The 3D distribution of the pulmonary emboli, blood clots, was a semiautomated process that was validated against visual lung CT assessment of the locations of the clots within both lungs. Each clot was associated with a pulmonary artery, and the degree of obstruction depended on the clot size. The LP model then simulated each subject lung perfusion, lung ventilation, and lung oxygen transfer to assess the “hypoxemic risk” for each patient.

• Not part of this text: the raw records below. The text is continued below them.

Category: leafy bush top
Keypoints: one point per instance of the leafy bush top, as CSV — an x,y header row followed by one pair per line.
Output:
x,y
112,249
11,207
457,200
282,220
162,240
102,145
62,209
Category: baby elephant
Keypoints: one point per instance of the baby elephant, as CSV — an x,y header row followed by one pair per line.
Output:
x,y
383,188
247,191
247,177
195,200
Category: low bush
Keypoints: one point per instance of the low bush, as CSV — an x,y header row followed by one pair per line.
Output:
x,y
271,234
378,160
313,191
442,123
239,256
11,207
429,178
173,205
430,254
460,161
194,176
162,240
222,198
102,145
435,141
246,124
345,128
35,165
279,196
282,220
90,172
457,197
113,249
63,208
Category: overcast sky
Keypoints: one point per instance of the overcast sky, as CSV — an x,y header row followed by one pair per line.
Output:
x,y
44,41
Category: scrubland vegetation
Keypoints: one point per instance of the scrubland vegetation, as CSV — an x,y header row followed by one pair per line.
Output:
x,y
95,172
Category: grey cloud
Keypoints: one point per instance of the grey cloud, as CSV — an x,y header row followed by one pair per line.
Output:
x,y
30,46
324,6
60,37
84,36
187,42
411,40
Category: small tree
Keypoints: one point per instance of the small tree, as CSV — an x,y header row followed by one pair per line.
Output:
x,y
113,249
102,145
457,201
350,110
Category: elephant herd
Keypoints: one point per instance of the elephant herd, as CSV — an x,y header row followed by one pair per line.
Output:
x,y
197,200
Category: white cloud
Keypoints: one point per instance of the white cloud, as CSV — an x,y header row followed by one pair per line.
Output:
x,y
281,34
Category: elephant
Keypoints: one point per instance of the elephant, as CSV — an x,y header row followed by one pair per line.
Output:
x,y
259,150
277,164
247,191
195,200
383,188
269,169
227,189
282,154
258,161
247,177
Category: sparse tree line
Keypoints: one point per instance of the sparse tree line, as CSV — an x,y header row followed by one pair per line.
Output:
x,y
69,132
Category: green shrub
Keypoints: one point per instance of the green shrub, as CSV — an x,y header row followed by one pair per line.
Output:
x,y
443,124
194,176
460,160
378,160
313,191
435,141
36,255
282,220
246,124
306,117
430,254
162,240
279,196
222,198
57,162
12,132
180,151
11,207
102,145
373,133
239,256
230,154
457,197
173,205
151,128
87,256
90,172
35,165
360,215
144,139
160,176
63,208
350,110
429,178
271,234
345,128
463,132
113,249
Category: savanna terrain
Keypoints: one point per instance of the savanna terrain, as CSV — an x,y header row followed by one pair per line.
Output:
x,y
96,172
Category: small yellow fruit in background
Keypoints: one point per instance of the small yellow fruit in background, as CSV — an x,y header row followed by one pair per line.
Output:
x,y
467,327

Lung perfusion was modeled using a steady-state blood flow model that assumes Poiseuille flow in the elastic extracapillary pulmonary arterial vessels. The lung perfusion model uses a “ladderlike” model of the intra-acinar blood flow in each acinus. This perfusion model was embedded within an upright elastic model of the lung parenchyma where each pulmonary vessel and intra-acinar capillary sheet was attached to points in the elastic lung model so that each vessel and capillary sheet responds to the local tethering force transmitted through the upright elastic model attachment points. This local tethering force is a function of the 3D position in the lung and lung posture (e.g., upright versus supine). The inclusion in the perfusion model of intra-acinar structure and function allowed the LP model to redistribute blood flow from the area of lung that had occluded pulmonary arteries from APE to other regions of the lung without blood clots.
Lung ventilation was simulated using a quasi-steady-state model of 1D airflow that included energy loss equations in the conducting airways, generations 116, that were subtended by compliant pulmonary acinar tissue units. An equation of motion was calculated to balance the elastic tissue pressure, terminal bronchiole air pressure, and airflow.

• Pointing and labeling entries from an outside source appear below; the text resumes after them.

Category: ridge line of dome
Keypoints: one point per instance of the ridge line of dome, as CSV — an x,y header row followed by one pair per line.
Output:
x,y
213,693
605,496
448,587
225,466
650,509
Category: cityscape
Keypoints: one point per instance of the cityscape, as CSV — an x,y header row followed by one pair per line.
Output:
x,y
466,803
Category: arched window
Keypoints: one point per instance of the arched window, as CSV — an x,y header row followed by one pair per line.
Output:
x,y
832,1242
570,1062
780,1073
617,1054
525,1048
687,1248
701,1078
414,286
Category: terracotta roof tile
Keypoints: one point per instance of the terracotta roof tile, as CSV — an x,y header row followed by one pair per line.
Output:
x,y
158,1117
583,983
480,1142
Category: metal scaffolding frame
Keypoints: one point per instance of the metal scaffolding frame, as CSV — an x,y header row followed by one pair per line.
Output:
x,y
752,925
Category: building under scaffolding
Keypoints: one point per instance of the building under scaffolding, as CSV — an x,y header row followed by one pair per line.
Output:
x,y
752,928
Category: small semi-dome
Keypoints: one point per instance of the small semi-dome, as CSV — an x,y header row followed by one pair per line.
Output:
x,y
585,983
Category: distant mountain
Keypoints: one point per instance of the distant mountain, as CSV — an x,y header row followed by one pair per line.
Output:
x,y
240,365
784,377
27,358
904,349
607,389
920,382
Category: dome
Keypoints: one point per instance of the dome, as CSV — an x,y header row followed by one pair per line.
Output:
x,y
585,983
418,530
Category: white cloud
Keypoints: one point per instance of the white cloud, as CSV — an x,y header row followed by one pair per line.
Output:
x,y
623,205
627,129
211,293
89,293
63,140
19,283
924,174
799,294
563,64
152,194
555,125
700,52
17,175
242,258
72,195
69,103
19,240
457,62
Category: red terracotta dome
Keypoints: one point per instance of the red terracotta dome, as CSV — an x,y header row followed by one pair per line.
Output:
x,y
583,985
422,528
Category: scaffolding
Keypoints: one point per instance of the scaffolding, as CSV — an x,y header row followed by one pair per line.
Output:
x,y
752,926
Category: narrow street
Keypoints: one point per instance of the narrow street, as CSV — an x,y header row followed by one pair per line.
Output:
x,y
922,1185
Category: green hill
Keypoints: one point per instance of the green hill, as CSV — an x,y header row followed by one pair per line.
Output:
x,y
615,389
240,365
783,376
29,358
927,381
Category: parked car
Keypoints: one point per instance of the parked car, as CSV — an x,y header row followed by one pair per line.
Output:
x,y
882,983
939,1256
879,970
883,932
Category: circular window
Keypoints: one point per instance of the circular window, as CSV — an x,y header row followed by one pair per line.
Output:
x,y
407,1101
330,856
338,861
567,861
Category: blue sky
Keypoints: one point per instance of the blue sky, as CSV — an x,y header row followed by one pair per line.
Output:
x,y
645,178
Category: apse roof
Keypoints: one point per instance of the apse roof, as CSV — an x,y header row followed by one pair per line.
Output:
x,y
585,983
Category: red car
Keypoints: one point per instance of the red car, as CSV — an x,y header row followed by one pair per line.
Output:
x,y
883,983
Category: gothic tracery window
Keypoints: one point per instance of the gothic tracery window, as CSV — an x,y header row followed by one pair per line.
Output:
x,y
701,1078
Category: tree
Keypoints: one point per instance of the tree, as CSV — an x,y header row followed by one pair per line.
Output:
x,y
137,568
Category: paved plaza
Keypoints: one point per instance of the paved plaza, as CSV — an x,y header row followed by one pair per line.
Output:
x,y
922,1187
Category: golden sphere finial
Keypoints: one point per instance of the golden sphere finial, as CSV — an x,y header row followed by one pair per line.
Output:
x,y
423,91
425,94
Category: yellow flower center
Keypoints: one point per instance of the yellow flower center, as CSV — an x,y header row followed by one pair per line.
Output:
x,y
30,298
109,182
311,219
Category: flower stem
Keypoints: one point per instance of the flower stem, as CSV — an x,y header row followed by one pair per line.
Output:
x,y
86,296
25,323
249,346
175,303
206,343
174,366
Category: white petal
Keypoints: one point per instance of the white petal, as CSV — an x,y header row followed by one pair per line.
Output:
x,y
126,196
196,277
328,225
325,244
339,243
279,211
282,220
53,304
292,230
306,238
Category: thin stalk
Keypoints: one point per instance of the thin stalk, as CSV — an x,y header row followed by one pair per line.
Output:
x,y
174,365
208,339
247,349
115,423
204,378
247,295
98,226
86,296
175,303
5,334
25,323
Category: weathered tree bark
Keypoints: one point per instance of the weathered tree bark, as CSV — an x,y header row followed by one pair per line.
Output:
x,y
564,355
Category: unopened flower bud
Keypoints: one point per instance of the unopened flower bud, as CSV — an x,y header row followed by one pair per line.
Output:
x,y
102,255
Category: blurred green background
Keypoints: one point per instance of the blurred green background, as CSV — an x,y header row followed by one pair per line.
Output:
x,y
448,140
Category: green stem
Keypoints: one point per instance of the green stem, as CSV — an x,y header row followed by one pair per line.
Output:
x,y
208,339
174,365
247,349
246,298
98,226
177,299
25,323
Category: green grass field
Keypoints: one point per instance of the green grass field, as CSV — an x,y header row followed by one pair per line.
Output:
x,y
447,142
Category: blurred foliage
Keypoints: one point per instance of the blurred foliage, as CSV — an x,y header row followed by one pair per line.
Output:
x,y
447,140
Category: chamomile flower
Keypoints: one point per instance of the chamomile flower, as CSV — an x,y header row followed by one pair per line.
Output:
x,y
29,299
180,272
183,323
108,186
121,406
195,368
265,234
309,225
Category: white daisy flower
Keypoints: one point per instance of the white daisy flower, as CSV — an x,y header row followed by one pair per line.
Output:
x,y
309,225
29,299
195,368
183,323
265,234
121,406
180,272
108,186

Oxygen gas transfer from the air contained within the acinar lumen to the blood in the capillary sheet of the acinar unit was modeled assuming equilibration of oxygen between the air containing acinar lumen and the blood, containing lumen of the capillary within the capillary sheet. The patient was assumed to be hemodynamically stable, having stable blood pressure and pulse. The Kapitan and Hempleman model was used to calculate the steady-state partial pressures of oxygen (O 2 ) and carbon dioxide (CO 2 ) in each acinus. The partial pressures of O 2 and CO 2 within the gas-containing portion of the pulmonary acinus were calculated assuming the steady-state condition and were set equal to their values of the partial pressures of O 2 and CO 2 within the blood containing lumen at the end of each capillary of the acinar capillary sheet. The pulmonary venous partial pressure of O 2 and CO 2 were calculated averages of end-capillary O 2 and CO 2 contents that were then converted to partial pressures of O 2 and CO 2 .

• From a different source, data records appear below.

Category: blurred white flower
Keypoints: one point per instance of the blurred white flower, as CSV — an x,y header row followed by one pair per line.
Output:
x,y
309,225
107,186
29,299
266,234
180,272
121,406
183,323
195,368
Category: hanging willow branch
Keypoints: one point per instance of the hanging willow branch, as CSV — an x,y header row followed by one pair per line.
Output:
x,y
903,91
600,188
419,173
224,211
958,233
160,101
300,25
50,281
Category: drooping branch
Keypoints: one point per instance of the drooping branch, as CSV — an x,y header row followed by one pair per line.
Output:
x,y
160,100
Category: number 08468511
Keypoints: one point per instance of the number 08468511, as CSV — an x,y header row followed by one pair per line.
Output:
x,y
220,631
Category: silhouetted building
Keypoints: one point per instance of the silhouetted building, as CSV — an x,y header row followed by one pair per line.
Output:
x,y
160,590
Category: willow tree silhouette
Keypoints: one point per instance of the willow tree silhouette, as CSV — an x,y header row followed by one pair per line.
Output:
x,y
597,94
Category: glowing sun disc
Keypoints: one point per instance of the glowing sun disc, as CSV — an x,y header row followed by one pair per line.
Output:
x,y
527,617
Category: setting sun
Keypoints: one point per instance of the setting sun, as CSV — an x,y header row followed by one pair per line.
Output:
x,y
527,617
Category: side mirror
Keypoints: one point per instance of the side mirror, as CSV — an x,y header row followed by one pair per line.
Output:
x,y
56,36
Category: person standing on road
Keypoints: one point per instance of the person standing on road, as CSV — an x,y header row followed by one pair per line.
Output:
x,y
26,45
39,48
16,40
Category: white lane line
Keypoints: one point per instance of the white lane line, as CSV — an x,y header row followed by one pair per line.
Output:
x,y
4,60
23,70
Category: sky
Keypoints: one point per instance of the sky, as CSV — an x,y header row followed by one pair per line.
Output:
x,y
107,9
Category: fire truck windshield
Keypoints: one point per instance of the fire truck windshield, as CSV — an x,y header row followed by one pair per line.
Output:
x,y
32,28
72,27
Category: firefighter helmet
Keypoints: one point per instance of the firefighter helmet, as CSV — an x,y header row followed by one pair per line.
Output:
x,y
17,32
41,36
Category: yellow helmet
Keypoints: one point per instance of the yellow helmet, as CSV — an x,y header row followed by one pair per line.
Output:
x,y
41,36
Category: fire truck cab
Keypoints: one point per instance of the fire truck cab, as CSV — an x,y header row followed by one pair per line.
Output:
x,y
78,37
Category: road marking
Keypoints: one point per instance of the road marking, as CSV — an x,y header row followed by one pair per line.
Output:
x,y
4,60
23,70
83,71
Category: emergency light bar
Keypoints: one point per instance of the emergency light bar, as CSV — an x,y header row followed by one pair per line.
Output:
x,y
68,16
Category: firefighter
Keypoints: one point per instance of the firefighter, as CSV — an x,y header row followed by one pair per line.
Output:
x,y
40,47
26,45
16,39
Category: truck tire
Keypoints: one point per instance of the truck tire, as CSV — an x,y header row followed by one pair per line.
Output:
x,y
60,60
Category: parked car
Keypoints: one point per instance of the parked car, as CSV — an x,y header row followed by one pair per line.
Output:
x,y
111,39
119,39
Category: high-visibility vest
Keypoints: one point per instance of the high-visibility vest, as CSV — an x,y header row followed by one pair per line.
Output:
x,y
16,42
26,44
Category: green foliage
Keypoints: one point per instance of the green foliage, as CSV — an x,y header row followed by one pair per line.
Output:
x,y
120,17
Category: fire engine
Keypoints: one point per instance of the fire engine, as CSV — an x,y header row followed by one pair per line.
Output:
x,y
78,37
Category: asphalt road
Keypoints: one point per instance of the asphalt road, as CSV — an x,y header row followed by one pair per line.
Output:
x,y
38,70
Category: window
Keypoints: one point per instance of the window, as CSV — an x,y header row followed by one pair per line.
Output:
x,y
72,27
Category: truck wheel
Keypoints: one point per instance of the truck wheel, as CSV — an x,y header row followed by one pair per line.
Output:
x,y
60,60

The LP perfusion model needed specific boundary conditions set for cardiac output and left atrial pressure ( Box 8.2 ). The LP ventilation model needed specific boundary conditions set for respiratory rate and respiratory tidal volume ( Box 8.2 ). The baseline boundary conditions were estimated by using the patient age, weight, and height to estimate the metabolic rate, oxygen uptake, ventilation rate (or minute ventilation), and cardiac output. The resting respiratory rate was assumed to be 12 breaths per minute, and the resting heart rate was assumed to be 65 beats per minute. Metabolic demand was assumed to stay at a baseline value so that during the simulation of gas exchange, the values of venous O 2 and CO 2 were updated to maintain a constant baseline metabolic rate. The 3D ventilation of the lung was assumed to be constant. Only constant baseline values of cardiac output and minute ventilation were used in the LP model in assessing hypoxemic risk in individual APE patients. The LP model calculated the maximum derangement in arterial blood O 2 and CO 2 values as the hypoxemic risk and hypercapnic risk, respectively. The LP model also assessed the elevation of mean pulmonary artery pressure (mPAP), which provides a direct indication of right ventricular afterload. The increase in right ventricular afterload is what can produce acute right ventricular failure and death in APE.